Rocket From the Tombs
Bottom of the Hill, 1233 17th St. (at Missouri), S.F.
The Sermon and Comets on Fire open
Wednesday, Nov. 19, at 9 p.m.
Tickets are $14
621-4455
The scorched, paper-thin recording has as much heat and color jumping off of it as any document of its era. It sounds otherworldly, and not only because it seems to have been recorded live from the moon by a single cheapo mike placed at the bottom of Lake Erie. With its improvisational ethos and experimental leanings, the record seems intent on screwing with the cartoon that was to become "punk" before it was even drawn up. And while the 19 tracks are book-ended by Stooges covers and the blues-edged metallic drone that shows up throughout is hardly all its own, RFTT's sound goes beyond hero-worship for its Detroit progenitors. For one thing, the band has a sweet side, shown on a stately cover of the Velvet Underground's "Foggy Notion." And the originals "Sonic Reducer," "Final Solution," and "Thirty Seconds Over Tokyo" were to become, in the hands of the Dead Boys and Pere Ubu, as rooted in the punk canon as The Stooges' "Raw Power" or "Search and Destroy."

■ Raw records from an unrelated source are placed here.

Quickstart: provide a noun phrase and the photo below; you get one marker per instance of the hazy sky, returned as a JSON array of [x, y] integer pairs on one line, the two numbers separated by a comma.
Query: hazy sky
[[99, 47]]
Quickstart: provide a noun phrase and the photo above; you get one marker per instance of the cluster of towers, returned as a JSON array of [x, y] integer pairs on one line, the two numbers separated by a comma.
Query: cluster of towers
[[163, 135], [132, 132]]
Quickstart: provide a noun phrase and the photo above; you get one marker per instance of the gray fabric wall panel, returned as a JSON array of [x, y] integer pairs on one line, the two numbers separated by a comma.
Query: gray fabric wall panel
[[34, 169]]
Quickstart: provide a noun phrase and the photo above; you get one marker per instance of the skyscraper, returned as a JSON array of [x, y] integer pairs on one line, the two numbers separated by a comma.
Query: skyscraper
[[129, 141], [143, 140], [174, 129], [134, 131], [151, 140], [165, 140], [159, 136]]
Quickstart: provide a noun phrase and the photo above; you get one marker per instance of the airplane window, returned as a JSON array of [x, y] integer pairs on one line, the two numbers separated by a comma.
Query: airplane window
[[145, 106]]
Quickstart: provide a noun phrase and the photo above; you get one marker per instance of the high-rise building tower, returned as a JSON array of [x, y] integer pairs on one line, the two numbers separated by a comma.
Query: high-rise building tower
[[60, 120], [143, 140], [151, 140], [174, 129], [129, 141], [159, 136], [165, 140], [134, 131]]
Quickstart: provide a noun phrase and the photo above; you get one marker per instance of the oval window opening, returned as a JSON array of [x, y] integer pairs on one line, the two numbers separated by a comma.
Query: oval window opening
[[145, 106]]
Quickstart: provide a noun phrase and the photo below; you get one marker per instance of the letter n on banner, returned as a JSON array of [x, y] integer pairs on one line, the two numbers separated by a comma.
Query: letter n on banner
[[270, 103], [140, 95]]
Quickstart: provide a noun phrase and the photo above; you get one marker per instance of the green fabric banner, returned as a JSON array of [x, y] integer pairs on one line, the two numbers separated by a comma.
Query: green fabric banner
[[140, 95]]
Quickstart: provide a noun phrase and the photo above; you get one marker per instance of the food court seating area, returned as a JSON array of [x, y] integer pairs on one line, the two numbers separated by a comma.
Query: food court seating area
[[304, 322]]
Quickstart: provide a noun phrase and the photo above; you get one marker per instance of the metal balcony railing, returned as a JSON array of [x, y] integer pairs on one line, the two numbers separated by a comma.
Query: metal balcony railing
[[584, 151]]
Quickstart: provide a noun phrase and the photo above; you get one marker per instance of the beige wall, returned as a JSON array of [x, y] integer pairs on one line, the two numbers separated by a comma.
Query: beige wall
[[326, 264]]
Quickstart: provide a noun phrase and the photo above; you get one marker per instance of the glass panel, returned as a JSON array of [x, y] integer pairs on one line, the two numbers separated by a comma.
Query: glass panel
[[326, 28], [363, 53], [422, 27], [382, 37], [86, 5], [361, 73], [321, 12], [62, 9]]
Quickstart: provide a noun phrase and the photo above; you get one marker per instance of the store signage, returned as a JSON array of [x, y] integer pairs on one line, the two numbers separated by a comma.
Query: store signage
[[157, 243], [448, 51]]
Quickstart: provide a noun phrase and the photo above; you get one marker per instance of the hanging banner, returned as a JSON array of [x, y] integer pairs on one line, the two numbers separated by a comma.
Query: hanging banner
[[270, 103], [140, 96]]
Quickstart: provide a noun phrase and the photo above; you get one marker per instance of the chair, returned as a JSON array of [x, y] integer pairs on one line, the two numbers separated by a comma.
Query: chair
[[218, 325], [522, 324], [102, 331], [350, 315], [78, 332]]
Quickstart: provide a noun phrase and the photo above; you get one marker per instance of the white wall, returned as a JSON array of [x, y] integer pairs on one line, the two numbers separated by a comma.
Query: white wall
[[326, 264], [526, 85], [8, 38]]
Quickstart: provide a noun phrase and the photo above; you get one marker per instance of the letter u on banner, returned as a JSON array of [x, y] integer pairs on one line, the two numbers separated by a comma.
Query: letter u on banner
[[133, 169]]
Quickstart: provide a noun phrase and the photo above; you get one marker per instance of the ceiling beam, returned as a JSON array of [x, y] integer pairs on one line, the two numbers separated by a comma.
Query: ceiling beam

Of course, if it's legend-for-legend's-sake you're after, you can't do much better than a live show by the reconstituted RFTT. Not only do you get Pere Ubu's David Thomas (formerly known as Crocus Behemoth!) and the Dead Boys' Cheetah Chrome and Johnny Blitz, but also Television's Richard Lloyd, who replaces long-deceased original guitarist Peter Laughner. That's like spotting Bigfoot, Elvis, and Nessie playing poker. Make sure to bring your vinyl and sharpies.